All seventeen men were important figures in Romagna at some point in Guido’s life, and they were most likely highly regarded in Dante’s time. Lizio was a Guelph from Valbona (north of Lucca) and Arrigo Mainardi was a Ghibelline from Bertinoro (southwest of Forlì). The Traversi were a noted family from Ravenna, and Guido di Carpigna was a Guelph podestà in Ravenna and an opponent of Frederick II. Fabbro de’Lambertazzi was a Ghibelline leader in the Romagna. Bernardin di Fosco was a leader in Faenza and also fought against Frederick II.
13. Addressing Dante directly, Guido continues. Guido da Prata was a nobleman in Ravenna, and Ugolin d’Azzo was a Tuscan of the Ubaldini family who lived in the Romagna. Federigo di Tignoso, the Traversaro, and the Anastago families were all well-known Ghibellines of Ravenna. As he recalls so many noble families, Guido also remembers with regret their lifestyles as courtly knights and ladies with their tournaments and genteel manners-–all gone now. The last sentence here is, in fact, used by Lodovico Ariosto to o pen his great romance epic, Orlando Furioso, written in 1516: “Ladies and knights, weapons and love, courteous acts, bold-hearted deeds: all these I sing.”
14. Bertinoro, about ten miles southwest of Forlì, was a town known for its generous nobles and leaders. The Mainardi family had a castle there and Guido may be referring to them as having fled long ago. Bagnacavallo (literally “horsebath”) is 15 miles west of Ravenna. The Ghibelline Malvicini family were lords there. They were involved with the expulsion of Guido da Polenta and the Guelphs from Ravenna in 1249. Later on their reputation was tarnished by their often changing sides. Castrocaro and Conio were castles located to the southwest of Forlì in the valley of the Montone River. The Lords of Castrocaro were Ghibellines, those of Conio were Guelph.
15. The Pagani were Ghibelline lords of Imola and Faenza at the end of the thirteenth century. The worst offspring of the family was the notorious Maghinardo, known as “the demon,” a cruel and cunning warrior who frequently changed sides (see Inferno 27:50-51).

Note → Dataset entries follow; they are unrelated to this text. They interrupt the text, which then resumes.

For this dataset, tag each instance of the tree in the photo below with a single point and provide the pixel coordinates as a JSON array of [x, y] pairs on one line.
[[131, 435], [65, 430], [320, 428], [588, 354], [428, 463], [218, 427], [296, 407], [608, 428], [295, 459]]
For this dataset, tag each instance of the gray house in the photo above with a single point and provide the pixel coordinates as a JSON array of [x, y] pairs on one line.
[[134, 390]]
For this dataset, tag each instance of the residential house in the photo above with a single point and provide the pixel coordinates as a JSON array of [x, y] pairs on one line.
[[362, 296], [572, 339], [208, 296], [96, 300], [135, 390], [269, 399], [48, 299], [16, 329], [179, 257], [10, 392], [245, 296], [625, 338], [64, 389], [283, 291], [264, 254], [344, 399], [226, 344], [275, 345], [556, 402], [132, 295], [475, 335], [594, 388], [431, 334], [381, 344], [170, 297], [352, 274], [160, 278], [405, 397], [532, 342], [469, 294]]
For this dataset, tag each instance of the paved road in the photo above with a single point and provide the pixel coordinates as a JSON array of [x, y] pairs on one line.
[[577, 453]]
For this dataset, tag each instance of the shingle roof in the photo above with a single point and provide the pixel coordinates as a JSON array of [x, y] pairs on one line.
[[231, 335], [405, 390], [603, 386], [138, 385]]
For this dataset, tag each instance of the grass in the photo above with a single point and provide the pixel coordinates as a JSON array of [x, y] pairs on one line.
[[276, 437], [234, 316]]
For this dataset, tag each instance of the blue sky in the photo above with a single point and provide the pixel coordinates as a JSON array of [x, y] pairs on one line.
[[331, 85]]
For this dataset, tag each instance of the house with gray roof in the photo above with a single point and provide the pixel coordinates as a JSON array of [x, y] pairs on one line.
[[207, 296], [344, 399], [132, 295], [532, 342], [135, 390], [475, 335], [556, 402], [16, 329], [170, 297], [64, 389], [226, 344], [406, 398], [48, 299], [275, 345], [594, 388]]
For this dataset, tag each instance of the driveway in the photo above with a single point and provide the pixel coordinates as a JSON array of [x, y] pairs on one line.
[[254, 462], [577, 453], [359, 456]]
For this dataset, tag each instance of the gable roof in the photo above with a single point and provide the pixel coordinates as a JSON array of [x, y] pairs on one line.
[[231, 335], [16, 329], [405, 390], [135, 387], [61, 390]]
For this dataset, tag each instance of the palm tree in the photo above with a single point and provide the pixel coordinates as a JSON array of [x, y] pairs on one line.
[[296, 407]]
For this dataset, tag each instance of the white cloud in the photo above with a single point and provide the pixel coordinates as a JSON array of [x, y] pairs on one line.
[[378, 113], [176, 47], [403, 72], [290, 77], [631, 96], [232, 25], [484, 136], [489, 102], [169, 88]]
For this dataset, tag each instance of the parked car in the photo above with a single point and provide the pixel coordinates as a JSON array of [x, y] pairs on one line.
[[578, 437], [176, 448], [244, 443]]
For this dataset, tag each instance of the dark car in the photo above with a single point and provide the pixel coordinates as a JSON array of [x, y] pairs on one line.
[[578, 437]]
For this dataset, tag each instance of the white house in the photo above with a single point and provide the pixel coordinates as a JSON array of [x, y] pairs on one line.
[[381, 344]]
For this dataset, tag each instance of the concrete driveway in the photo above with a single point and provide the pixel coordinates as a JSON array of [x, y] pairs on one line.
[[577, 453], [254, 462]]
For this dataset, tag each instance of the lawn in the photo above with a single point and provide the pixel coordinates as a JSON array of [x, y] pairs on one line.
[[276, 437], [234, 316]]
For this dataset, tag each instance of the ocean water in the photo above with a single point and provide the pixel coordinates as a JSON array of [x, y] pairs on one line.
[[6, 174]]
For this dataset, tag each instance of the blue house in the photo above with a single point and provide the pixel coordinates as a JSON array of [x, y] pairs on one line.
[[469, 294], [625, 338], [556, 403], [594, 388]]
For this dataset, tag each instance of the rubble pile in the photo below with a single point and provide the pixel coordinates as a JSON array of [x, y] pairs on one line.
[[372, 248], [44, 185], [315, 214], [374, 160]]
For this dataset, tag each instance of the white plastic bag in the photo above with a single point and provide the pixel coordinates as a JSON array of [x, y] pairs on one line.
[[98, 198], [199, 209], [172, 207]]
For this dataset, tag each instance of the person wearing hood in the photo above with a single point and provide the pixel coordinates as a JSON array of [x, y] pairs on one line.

He died in 1302, and is, therefore, the only person named in this canto who would have been alive at the imaginary date of the Poem (1300).
16. Ugolino de’ Fantolni of Faenza (d.1278) was a Guelph nobleman from Cerfugnano (modern Zerfognano di Brisighella, about 8 miles southwest of Faenza). He led a quiet and honorable life, and his line died out (and therefore can no longer be disgraced) when his sons were killed in campaigns against Guido da Montefeltro (Inferno 27). He was the podestà of Faenza several times and noted by Jacopo della Lana as a “brave, virtuous, and noble person,” and by Benvenuto da Imona as “a man of singular goodness and wisdom .”
17. The first voice is taken from the Old Testament (Genesis 4:14). Note that Adam and Eve committed the first great sin of pride. And now we hear the desperate voice of Cain, their oldest son, who killed his brother out of envy–-the next great sin. Frightened that anyone who saw him would recognize him as a murderer, he is marked by God so that he will not be recognized. The second voice is taken from classical mythology (Ovid, Metamorphoses II:737-832). This is a wonderfully narrated, but wicked story of envy told by Ovid. Cecrops, king of Athens, had two daughters, Herse and Aglauros. The god Mercury fell in love with Herse and bribed her sister, Aglauros, to arrange a place of assignation. However, because Aglauros had offended Minerva, the goddess went t o Envy’s cave and sent her to poison Auglauros’ heart with envy for her sister. When Mercury came for Herse, Auglauros refused to let him enter the house, and as he left he turned her into stone! Ovid ends by saying: “Nor was she white stone: her mind had stained it.”